During the week of May 23, DMV offices across the Commonwealth will celebrate the 30-year milestone by encouraging customers to join in the fun and design a personal license plate. Vehicle owners can use DMV's interactive online feature to try out different vanity plate combinations. "DMV would like to thank Virginians for making the vanity plate program so successful for the past 30 years," said DMV Commissioner Richard D. Holcomb. "Happy birthday personalized plates!"
Called CommuniPlates when first introduced in 1981, Virginians were offered from two to six letters and/or numbers to express themselves, and vanity plate sales soared. Classic CommuniPlate examples are 10SNE1 (tennis anyone?) and OINVU (oh, I envy you). In 1988, the number of characters increased from six to seven and sales surged again. Today, more than a million plates in Virginia are personalized, or 13 percent of total plate registrations. In fiscal year 2010, DMV collected $9.11 million in personalized plate fees.
Reisig wasn't surprised that Virginia has the highest percentage of personalized plates in the nation. "I travel a lot, and Virginians seem to be tuned into who they are and what they do." She also said the low price of personalization was a draw. It costs $10 a year in addition to the regular vehicle registration fee.
Over the years, the Reisigs have had five different vanity plates including BLR78. They also have BLR OBX, which represents the Outer Banks of North Carolina, a place they enjoy visiting.

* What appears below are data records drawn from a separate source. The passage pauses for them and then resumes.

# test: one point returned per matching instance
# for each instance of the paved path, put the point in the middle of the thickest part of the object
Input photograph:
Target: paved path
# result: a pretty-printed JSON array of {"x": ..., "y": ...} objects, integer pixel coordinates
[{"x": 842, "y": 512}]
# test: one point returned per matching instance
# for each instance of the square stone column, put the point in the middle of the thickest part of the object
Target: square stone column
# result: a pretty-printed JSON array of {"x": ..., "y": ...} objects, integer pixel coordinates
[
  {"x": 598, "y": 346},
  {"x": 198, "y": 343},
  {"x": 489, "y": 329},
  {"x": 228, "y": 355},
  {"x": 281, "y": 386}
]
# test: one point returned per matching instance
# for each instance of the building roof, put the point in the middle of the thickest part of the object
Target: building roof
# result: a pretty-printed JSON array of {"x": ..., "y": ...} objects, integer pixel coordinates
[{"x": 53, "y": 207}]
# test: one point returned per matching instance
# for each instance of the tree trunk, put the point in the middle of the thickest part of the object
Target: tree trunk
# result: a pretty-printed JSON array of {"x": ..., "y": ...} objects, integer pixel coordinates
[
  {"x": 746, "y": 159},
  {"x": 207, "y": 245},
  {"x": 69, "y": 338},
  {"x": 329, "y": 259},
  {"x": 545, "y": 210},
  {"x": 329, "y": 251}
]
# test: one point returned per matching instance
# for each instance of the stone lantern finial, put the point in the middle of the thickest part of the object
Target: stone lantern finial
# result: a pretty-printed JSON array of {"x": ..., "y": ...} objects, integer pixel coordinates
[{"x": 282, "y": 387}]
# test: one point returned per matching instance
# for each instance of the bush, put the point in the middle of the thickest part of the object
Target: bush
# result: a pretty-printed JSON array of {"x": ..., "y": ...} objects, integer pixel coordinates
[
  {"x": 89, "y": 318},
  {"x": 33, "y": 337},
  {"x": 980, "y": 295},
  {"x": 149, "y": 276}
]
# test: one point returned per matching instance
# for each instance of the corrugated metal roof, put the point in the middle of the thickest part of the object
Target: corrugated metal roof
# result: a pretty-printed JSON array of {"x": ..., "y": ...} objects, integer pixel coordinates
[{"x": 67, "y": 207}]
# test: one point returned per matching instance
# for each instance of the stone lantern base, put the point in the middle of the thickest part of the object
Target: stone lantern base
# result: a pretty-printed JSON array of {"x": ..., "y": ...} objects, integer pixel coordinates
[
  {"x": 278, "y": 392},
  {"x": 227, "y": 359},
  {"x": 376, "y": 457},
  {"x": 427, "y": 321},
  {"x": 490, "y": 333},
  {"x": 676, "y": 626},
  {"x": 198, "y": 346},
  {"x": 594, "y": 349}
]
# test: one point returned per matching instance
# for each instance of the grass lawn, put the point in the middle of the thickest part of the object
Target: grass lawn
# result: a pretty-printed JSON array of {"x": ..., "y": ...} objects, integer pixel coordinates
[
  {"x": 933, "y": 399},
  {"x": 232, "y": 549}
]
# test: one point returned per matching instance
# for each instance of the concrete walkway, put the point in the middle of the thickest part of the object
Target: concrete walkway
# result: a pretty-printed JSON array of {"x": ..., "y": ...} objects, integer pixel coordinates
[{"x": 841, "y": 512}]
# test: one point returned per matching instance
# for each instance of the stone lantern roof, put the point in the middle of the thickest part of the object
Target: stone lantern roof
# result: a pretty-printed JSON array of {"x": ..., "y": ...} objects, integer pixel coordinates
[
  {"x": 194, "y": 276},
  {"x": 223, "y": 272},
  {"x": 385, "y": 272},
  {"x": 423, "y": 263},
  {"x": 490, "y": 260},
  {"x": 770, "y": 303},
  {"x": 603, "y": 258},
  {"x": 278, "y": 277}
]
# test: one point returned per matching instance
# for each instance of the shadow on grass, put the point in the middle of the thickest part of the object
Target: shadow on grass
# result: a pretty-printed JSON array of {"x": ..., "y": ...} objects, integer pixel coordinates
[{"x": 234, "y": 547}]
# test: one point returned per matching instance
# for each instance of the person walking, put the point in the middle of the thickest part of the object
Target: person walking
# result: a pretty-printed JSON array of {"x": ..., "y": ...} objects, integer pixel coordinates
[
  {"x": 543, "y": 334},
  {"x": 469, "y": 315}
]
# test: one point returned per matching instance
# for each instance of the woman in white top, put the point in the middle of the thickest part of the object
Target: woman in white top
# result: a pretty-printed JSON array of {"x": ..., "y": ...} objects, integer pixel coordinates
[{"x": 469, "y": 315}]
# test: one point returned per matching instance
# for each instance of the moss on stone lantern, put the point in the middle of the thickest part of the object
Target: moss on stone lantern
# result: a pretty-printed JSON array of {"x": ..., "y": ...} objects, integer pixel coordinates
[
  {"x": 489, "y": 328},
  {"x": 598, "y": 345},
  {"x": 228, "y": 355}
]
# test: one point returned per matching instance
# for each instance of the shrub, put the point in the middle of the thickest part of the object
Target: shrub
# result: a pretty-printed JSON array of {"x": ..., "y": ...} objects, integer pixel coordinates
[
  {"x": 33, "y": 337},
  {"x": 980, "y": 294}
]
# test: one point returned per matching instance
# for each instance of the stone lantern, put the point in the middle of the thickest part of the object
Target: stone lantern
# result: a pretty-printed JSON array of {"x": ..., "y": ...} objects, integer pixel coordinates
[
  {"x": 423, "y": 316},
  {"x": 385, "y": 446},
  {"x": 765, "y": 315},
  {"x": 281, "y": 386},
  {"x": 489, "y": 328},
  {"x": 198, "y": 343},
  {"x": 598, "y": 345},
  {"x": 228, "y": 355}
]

They've had different versions of their original plate including BLR BLR, which some people mistake for blur blur, and BLR BLR2. The family has two grown children, and their sport utility vehicle bears the vanity plate KDHAULR (kid hauler). "It has hauled hockey gear, moved two kids to and from college and to and from apartments; it's a work horse," Reisig said of the KDHAULR. When Reisig's children were in high school, the vehicle and its vanity plate were well-known. "Students sometimes take pictures of different vanity plates in the school parking lot and KDHAULR made it into the Langley High School year book one year," she said with a laugh.
Reisig plans to keep her vanity plates for many more years. "We really enjoy them. We're puzzle people. Our family has fun deciphering other vanity plates when we're traveling."
Disclosure: The reserved license plate combinations contained herein are disclosed with the permission of the holder of those license plates.